Infolge dessen belehrte ihn der Polizeibeamte als Beschuldigten und setzte seine Befragung fort.

Der Betroffene führte nach einiger Zeit einen Drogentest durch. Dieser ergab ein positives Ergebnis. Der Beamte ordnete sodann wegen Gefahr in Verzug ein Blutprobe an, die dem Beschuldigten um 15:40 Uhr entnommen worden ist und einen THC-Wert von 18,7 ng/ml ergab.

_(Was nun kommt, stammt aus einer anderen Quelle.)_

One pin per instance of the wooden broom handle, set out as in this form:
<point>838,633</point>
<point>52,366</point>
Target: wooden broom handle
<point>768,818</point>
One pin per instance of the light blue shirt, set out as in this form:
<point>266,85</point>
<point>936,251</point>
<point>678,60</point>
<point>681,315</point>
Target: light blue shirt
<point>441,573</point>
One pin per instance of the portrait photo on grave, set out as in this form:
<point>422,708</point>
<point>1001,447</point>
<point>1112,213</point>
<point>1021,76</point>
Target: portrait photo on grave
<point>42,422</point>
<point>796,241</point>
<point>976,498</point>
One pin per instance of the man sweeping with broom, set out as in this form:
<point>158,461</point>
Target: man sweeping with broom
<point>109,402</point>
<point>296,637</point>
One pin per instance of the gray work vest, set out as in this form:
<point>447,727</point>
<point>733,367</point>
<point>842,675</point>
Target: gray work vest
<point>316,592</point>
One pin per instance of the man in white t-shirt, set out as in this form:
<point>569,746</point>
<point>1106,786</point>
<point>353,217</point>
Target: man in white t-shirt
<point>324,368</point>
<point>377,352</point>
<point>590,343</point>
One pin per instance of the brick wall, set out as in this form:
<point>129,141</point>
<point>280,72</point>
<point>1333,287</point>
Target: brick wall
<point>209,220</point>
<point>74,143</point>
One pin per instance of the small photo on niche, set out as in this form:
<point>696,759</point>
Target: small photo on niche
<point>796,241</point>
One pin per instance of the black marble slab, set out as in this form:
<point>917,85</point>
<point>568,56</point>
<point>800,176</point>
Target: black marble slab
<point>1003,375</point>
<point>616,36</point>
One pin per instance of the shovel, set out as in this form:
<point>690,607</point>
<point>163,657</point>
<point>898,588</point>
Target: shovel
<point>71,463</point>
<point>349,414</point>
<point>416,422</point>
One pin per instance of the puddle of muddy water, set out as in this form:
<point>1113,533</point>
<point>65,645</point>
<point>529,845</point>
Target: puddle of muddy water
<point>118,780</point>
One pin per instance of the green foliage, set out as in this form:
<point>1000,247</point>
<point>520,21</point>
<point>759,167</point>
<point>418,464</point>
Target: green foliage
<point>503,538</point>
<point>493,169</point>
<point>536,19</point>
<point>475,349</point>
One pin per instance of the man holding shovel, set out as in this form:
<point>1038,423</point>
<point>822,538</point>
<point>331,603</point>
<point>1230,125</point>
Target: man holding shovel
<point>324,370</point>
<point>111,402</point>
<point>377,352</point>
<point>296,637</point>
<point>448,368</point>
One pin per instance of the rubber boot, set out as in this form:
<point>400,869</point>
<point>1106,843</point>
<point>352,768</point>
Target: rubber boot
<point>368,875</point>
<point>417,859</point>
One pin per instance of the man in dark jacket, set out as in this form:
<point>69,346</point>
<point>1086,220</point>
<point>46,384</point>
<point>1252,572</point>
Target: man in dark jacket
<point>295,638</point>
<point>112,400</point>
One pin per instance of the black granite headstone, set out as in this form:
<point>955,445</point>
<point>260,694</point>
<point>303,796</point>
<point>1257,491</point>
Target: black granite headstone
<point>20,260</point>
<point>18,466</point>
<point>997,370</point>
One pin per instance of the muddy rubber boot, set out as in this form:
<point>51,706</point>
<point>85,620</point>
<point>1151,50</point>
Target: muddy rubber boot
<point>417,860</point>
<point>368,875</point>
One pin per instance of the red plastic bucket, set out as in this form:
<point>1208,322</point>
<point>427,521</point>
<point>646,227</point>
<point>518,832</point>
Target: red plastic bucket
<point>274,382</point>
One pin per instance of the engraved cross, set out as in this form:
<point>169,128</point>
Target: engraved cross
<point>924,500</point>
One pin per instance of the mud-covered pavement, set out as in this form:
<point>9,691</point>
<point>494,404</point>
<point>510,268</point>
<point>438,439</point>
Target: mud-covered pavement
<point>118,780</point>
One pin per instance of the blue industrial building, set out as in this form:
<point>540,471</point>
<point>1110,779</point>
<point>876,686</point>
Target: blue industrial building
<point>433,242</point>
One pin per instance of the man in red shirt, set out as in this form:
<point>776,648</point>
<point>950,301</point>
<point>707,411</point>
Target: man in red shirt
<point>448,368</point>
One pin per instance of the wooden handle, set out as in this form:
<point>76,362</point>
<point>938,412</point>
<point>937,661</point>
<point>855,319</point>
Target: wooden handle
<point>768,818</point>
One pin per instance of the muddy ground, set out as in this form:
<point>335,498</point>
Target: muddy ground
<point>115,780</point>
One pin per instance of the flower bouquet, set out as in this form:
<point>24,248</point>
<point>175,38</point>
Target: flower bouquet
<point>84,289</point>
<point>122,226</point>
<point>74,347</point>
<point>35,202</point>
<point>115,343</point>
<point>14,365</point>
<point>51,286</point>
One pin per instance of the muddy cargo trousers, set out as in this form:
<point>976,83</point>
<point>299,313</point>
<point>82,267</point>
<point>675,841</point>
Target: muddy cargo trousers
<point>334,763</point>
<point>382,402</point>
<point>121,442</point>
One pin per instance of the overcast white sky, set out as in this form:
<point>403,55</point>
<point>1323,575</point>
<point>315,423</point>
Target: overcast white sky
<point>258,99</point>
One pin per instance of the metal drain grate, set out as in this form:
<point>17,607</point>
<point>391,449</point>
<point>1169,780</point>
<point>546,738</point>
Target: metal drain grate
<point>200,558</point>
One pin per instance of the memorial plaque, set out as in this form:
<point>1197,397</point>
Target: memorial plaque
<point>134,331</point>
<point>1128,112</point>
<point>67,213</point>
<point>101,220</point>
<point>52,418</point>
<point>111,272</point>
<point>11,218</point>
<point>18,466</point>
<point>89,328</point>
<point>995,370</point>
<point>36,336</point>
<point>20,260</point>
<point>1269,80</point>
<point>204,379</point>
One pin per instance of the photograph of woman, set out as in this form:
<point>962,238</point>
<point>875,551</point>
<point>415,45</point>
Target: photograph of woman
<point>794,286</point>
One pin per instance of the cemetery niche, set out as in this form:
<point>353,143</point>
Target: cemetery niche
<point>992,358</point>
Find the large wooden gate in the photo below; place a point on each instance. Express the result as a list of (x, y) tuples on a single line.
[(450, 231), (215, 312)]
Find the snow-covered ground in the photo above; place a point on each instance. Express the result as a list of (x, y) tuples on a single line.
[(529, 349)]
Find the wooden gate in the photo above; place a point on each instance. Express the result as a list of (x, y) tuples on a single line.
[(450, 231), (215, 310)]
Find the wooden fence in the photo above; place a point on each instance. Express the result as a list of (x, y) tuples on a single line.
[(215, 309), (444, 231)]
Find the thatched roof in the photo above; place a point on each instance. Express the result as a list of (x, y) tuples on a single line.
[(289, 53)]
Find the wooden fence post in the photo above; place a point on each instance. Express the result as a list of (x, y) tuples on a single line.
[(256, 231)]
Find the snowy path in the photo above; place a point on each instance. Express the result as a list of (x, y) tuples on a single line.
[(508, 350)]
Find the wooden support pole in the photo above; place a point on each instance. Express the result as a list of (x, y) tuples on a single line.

Dieser Wert deutet auf einen regelmäßigen Cannabiskonsum hin.

Die Entscheidung



Das Amtsgericht verurteilte den Betroffenen zu einer Geldbuße von 500,00 EUR verurteilt und ein dreimonatiges Fahrverbot verhängt.

Der Betroffene legte Rechtsbeschwerde ein und rügte, dass die entnommene Blutprobe einem Beweisverwertungsverbot unterläge, weil der Polizeibeamte für die Anordnung der Blutentnahme nach § 81 a StPO nicht zuständig gewesen sei, da keine Gefahr in Verzug vorgelegen habe.


Wie es dann weiter ging...



Das Gericht führt hier aus, dass es nicht von vornherein unmöglich gewesen wäre, an einem Werktag zur Kernarbeitszeit (14:55-15:40 Uhr) beim Amtsgericht Germersheim den zuständigen Richter telefonisch zu erreichen und diesen mit der Sache zu befassen.


Dass im vorliegenden Fall gegen den Richtervorbehalt verstoßen wurde, führt jedoch nicht zu einem Beweisverwertungsverbot.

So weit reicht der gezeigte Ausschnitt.